Now, one of the perks of living in the foothills is our close proximity to the wildlife, particularly koalas and kangaroos.  But at 3am, standing half dressed on my front porch, it felt less like a perk and more like a potentially perilous situation.

Now I was in a predicament.  Possible projectile vomit vs possible mauling by a kangaroo.

It was a no brainer. 

Still in my undies, I pushed past the kangaroos, opened the car, and emerged victorious from the glove box, holding the “Chuckies” vomit bag aloft like a gold medallist, and raced back past the kangaroos, inside the house to my 12 year old who was………………………………. asleep.  In my bed.

Turns out he was just hot.

Driving Under The Influence Of Children

People say using mobile phones while driving is dangerous.  I agree 100%.  The statistics regarding accidents due to mobile phone distraction speak for themselves.

Drink driving?  Dangerous.

Drug driving?  Dangerous.

But I think there is something just as dangerous as all of these things:  having more than one child in your car, especially if they are siblings.

The bickering and arguing that goes on in my car drives me to distraction, literally.

Have you seen the National Lampoons Vacation movie (the newer one, not the old Chevy Chase classic) where the mum confiscates all electronic devices in the car, so the younger brother amuses himself by trying to suffocate the older one with a plastic bag?

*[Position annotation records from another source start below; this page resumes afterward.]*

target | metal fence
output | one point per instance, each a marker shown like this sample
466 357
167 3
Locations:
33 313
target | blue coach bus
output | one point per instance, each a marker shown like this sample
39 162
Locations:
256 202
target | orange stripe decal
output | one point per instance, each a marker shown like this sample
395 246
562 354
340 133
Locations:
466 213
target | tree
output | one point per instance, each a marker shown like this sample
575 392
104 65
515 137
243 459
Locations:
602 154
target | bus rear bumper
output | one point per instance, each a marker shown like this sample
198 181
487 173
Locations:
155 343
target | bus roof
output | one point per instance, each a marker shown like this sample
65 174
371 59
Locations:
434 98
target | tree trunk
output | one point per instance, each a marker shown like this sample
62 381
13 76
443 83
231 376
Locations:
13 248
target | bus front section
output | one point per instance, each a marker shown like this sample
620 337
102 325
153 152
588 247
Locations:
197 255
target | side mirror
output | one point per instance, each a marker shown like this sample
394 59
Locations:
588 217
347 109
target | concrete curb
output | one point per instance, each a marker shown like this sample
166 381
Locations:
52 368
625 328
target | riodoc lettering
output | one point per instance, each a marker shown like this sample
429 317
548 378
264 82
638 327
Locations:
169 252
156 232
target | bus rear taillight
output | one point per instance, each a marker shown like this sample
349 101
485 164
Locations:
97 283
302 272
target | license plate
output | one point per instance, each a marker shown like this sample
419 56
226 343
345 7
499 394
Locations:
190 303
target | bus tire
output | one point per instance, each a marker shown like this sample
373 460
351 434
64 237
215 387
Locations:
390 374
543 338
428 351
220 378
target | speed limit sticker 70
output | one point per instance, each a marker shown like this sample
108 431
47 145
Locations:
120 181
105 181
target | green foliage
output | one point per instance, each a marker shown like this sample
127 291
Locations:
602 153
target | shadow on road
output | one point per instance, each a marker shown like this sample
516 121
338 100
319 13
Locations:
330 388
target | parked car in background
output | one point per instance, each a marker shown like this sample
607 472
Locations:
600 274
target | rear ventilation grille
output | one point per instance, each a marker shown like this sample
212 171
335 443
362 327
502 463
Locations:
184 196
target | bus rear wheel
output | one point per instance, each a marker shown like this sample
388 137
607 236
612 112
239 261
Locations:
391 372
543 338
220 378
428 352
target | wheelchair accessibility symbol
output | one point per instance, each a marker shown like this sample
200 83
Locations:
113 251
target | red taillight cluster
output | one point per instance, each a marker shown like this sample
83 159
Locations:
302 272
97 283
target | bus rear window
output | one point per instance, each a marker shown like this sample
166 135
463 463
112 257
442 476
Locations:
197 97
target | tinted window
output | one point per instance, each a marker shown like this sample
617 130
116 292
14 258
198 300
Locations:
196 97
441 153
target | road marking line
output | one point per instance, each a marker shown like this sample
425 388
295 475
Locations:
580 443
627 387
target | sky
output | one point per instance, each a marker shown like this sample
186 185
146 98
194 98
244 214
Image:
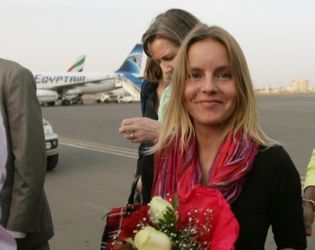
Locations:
277 37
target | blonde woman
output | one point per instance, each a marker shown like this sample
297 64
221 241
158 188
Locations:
161 42
211 137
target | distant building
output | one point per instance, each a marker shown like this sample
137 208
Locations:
299 85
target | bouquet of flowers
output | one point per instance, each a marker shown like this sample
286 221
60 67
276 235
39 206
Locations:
200 219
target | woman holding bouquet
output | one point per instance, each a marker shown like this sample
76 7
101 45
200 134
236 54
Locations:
210 136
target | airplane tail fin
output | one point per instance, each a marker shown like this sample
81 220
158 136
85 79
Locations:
132 64
78 65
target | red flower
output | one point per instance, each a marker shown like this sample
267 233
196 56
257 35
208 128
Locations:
206 210
134 222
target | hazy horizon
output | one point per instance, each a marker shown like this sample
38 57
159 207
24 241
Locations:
277 37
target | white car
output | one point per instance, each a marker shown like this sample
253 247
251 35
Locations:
51 140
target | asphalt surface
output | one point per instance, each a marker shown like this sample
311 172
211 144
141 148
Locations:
96 164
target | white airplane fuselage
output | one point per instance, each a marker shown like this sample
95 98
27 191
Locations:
51 85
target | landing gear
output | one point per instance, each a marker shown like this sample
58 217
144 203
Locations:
51 103
66 102
76 100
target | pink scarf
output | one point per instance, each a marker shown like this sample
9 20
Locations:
177 171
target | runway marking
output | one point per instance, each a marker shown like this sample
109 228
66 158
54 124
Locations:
109 149
102 148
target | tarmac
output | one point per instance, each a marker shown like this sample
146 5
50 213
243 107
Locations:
96 163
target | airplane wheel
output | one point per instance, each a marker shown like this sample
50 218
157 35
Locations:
66 102
51 103
52 162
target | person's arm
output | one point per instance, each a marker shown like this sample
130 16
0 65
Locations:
28 147
286 204
309 195
140 129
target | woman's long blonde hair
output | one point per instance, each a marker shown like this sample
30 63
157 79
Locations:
178 125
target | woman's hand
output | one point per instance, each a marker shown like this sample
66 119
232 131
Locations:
140 129
308 209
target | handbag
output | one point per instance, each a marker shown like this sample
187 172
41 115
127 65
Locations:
113 225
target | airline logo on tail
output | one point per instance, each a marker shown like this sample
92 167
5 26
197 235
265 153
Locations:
133 62
78 65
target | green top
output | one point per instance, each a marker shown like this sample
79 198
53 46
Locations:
310 172
165 97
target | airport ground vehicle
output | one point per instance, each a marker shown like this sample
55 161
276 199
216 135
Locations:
51 141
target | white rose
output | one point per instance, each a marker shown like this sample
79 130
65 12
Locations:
149 238
158 208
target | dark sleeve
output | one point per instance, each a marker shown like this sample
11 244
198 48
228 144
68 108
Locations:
28 147
286 212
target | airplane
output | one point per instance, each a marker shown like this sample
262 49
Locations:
78 65
70 86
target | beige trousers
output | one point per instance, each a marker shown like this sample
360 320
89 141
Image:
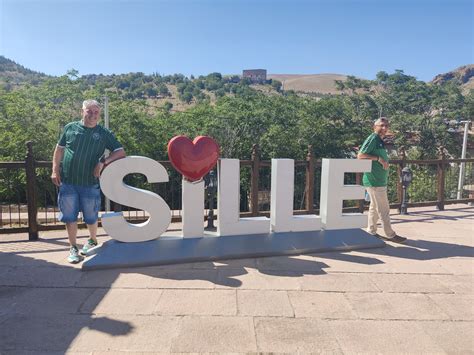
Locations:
379 208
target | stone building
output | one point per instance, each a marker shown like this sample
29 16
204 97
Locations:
255 75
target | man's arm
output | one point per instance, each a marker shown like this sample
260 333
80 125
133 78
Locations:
117 154
57 158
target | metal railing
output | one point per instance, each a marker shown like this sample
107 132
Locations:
29 199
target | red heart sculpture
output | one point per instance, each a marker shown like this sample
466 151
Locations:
193 159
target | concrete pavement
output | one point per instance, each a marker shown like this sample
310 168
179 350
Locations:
413 298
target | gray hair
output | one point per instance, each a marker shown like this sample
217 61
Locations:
380 121
88 103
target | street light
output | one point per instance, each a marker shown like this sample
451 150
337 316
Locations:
463 156
211 187
405 179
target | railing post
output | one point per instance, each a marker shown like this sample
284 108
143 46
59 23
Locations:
309 190
31 192
254 173
399 181
441 179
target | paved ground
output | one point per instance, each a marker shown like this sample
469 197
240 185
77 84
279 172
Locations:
416 298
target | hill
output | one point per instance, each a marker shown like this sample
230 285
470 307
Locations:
309 83
13 74
463 76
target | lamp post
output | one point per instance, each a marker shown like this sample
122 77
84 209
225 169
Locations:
211 187
405 179
463 156
106 125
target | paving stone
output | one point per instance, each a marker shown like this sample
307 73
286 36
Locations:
354 261
197 302
332 305
215 334
452 337
128 333
377 337
42 301
264 303
396 306
417 283
290 335
293 264
41 333
191 279
226 264
457 306
39 276
122 301
457 283
251 279
458 266
340 282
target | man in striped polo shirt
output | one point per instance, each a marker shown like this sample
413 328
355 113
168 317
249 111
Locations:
78 161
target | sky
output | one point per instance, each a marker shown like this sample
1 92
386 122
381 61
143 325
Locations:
356 37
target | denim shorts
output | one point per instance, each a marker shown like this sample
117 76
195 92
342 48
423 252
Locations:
73 199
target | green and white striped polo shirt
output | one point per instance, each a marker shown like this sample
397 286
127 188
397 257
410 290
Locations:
83 147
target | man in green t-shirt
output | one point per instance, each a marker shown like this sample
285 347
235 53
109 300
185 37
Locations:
78 161
375 181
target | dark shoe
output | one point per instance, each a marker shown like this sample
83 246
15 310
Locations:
396 239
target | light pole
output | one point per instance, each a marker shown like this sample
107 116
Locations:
106 125
405 179
463 156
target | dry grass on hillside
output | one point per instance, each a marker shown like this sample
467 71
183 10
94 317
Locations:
316 83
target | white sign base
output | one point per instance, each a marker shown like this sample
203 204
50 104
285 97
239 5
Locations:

I laughed way too hard at that.  Welcome to my life.

Recently, amid a somewhat heated argument between my two children, my youngest son launched himself without warning from the back seat to grab his older brother in a headlock in an effort to force him to apologise.  I nearly ran the car off the road.

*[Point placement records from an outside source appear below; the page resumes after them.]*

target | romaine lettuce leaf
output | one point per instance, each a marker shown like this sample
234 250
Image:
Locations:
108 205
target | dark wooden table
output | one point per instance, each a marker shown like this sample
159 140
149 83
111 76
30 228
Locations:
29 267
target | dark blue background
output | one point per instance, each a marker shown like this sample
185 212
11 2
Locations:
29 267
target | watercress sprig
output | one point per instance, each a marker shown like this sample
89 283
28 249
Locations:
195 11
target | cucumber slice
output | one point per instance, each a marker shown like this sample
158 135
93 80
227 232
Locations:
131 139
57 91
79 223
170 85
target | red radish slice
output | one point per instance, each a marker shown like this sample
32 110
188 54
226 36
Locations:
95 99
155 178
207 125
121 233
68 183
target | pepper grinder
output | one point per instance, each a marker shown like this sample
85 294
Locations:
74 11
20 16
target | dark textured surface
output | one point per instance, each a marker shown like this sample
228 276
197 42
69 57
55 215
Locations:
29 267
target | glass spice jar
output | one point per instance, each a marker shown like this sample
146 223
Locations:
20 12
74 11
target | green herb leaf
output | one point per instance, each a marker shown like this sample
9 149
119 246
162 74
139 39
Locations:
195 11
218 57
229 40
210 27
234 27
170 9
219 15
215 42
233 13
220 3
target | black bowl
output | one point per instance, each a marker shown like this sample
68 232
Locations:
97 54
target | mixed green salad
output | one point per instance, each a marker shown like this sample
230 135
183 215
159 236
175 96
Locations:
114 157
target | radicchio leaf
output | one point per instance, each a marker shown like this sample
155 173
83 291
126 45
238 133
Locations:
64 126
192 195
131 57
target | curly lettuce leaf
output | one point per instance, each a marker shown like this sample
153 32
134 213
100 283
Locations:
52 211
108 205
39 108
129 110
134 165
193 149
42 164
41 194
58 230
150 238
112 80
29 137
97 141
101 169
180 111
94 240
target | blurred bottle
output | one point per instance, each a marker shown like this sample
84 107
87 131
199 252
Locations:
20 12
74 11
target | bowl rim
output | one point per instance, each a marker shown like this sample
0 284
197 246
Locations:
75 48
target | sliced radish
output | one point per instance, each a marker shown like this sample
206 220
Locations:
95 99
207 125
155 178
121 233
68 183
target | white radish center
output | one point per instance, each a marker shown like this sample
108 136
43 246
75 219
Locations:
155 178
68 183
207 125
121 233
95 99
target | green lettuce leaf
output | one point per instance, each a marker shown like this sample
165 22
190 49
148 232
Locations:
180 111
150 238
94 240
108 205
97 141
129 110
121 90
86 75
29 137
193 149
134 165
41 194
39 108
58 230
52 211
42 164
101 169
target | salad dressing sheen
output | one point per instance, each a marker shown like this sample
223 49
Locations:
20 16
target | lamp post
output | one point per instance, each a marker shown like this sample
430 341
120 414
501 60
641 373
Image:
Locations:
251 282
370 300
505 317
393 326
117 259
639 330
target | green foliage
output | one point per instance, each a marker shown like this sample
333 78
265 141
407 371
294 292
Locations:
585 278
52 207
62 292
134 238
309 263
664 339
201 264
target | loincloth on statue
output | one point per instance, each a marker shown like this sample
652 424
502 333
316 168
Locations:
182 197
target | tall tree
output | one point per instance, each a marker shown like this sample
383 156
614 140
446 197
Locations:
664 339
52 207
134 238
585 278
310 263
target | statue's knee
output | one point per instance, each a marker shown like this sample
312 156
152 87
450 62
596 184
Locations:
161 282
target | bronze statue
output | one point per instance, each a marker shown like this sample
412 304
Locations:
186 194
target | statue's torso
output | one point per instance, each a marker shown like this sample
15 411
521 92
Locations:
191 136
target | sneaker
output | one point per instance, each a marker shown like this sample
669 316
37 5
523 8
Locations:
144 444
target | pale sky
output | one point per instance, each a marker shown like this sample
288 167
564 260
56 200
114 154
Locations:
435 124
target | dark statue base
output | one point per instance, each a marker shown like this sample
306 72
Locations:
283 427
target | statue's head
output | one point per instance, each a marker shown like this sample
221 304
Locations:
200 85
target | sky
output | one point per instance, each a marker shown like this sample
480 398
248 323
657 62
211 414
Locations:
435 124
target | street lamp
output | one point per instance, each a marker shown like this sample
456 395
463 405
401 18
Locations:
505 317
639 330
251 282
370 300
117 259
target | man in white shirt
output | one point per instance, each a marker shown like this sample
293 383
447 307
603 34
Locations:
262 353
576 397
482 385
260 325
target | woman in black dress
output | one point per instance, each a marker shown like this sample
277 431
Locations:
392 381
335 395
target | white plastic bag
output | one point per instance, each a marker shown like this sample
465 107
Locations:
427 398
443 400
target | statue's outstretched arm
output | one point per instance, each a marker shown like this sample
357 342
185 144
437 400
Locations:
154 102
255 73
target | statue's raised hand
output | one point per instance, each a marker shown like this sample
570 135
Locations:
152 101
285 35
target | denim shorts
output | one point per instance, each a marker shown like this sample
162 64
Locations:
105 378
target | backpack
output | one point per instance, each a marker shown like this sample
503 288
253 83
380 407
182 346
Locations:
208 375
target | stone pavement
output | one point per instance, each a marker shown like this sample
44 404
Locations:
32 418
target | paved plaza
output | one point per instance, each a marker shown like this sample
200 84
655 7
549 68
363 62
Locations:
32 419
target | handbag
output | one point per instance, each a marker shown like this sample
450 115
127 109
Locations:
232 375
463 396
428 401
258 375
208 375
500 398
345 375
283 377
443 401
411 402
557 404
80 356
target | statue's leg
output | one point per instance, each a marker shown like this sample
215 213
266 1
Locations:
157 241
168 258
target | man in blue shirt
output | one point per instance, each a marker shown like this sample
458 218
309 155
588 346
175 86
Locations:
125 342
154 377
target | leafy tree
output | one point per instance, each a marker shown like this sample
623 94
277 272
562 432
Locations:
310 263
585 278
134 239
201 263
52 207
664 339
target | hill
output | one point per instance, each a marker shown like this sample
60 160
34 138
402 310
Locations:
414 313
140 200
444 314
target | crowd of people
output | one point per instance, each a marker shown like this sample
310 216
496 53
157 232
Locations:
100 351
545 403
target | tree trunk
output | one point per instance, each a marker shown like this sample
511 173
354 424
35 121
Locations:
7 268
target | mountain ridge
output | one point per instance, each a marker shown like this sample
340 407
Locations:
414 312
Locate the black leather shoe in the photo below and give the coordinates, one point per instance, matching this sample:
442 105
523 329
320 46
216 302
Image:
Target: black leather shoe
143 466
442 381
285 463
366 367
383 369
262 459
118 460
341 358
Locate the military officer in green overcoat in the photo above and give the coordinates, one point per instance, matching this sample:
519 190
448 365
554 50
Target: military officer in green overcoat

See I told you: dangerous.

Ok, so that behaviour was extreme, but this has been going on for years.

Several years ago I got so fed up with the arguing in the car that I pulled into the carpark of the nearest police station, and threatened to take the boys in and leave them there.  This was particularly effective: not a peep from the backseat the whole way home. 

Unfortunately I made a rookie error: you can only play the police card once, and I fear I played it too early.  Now the boys simply look back and laugh about the time I pulled in to the cop shop and threatened to leave them there.

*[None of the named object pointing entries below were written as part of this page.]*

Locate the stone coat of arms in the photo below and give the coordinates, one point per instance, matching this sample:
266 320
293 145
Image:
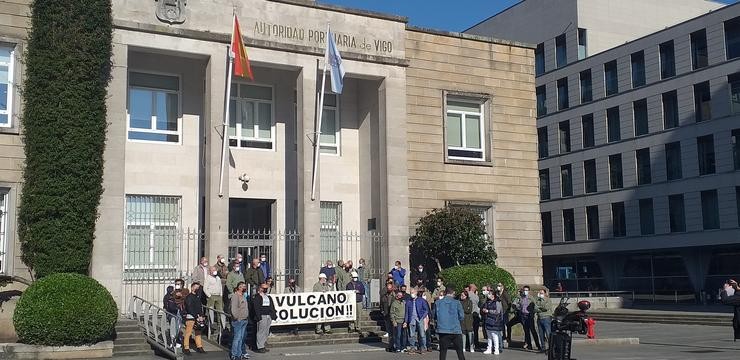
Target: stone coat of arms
171 11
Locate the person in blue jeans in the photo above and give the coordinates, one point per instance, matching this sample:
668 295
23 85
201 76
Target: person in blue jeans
449 314
398 320
239 319
417 316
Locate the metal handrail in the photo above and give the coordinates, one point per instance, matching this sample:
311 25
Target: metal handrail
160 326
587 294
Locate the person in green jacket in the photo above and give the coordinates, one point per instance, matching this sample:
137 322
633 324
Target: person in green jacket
543 309
398 320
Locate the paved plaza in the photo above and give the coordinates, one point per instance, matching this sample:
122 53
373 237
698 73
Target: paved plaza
657 342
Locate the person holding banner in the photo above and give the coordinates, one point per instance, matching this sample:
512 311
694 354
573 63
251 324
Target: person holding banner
239 319
264 314
323 285
398 320
359 289
417 316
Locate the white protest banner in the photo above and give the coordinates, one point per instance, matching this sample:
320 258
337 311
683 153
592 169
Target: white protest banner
314 307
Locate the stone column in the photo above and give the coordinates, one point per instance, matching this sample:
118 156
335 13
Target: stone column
217 208
309 215
394 168
106 264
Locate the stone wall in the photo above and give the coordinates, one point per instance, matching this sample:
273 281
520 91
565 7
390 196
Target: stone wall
508 183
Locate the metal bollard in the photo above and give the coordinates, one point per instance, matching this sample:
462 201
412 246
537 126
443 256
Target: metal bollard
590 328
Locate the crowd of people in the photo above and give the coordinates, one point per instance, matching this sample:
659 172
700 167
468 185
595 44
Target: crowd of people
414 316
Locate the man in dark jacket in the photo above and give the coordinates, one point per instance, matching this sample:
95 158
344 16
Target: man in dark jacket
385 307
264 314
730 295
359 289
193 313
419 277
254 276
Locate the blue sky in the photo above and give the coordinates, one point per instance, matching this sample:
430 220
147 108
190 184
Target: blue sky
452 15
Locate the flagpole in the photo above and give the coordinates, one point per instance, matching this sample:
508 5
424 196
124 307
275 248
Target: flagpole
317 134
225 142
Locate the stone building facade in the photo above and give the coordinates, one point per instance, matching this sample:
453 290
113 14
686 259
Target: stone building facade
388 153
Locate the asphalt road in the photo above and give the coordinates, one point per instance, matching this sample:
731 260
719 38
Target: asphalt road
657 342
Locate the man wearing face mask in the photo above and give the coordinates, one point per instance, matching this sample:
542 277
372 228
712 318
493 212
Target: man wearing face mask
439 291
223 268
234 277
264 314
419 277
543 309
359 289
399 274
525 310
201 271
505 299
385 308
265 266
323 285
213 289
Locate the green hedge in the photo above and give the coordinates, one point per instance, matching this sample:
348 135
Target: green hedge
65 309
68 66
461 276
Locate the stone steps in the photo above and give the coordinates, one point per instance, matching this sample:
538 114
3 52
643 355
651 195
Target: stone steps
130 341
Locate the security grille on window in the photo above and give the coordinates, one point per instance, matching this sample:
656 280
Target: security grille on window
250 120
153 107
7 56
331 230
3 221
465 129
330 128
152 241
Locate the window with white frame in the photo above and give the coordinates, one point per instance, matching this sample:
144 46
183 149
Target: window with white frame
152 234
7 62
331 230
154 107
465 128
3 228
250 117
330 128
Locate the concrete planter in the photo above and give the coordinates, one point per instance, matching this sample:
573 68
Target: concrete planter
22 351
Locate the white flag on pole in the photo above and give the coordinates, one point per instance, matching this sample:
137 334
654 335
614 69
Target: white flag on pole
334 59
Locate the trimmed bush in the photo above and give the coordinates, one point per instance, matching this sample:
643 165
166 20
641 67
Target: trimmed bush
65 309
461 276
68 66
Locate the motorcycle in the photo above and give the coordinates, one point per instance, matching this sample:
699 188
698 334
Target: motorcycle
564 324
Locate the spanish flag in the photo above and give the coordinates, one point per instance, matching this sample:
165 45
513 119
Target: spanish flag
241 61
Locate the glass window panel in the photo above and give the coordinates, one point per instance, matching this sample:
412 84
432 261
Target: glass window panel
3 74
472 131
154 81
328 127
233 111
5 54
330 100
140 108
247 118
3 96
463 106
265 121
454 130
256 92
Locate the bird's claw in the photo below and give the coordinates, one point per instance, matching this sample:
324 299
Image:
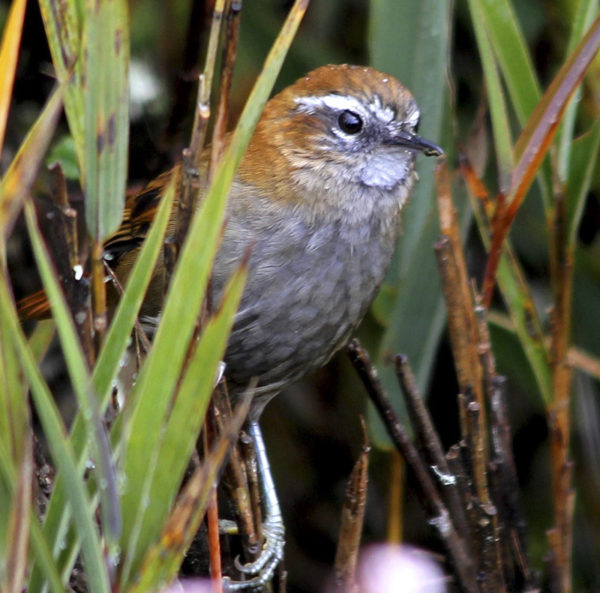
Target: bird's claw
261 570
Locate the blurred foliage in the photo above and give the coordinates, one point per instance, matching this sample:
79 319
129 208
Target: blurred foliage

I have been feeling very defeated about the constant bickering until the other day when a good friend of mine told me a story that still makes me smile.

The story goes like this: my friend finished work, picked up her two children from school and had to stop at Rebel Sport on the way home to buy a gift for a child’s birthday party the next day.  Her kids nagged her relentlessly to buy them something (as kids do in Rebel Sport: I always end up losing my shit in that store.  Surely it’s not just me?).  So the birthday gift was purchased and each child walked out of the store with smiles on their faces and new jumpers in their arms.

Then came the ride home.

Almost immediately they started arguing and squabbling.  Unable to get them to stop with verbal pleas, then verbal threats, then physical efforts (in her frustration this mum grabbed an umbrella but couldn’t lift it high enough to whack them properly because the roof of the car was too low).  Nothing worked.

So she pulled out the big guns.  She chucked a u-ey, drove back to Rebel and returned the new jumpers.  The best part is that she explained to the shop assistant exactly why she had to return them and they refunded her money: no problem.

That my friends, is parenting goals.

I love this story so much because it reassures me I am not alone.

I often see mums en route to drop off or driving home from school gesticulating wildly at their kids in the car.  Now I realise they are probably losing their shit, like me.  I feel like we need a wave of acknowledgement, one that says: “Yep, I see you.  Same shit, different car over here”. 

We could call it the solidarity salute.

What do you think?  Please tell me I’m not alone.  We all have these stories, right?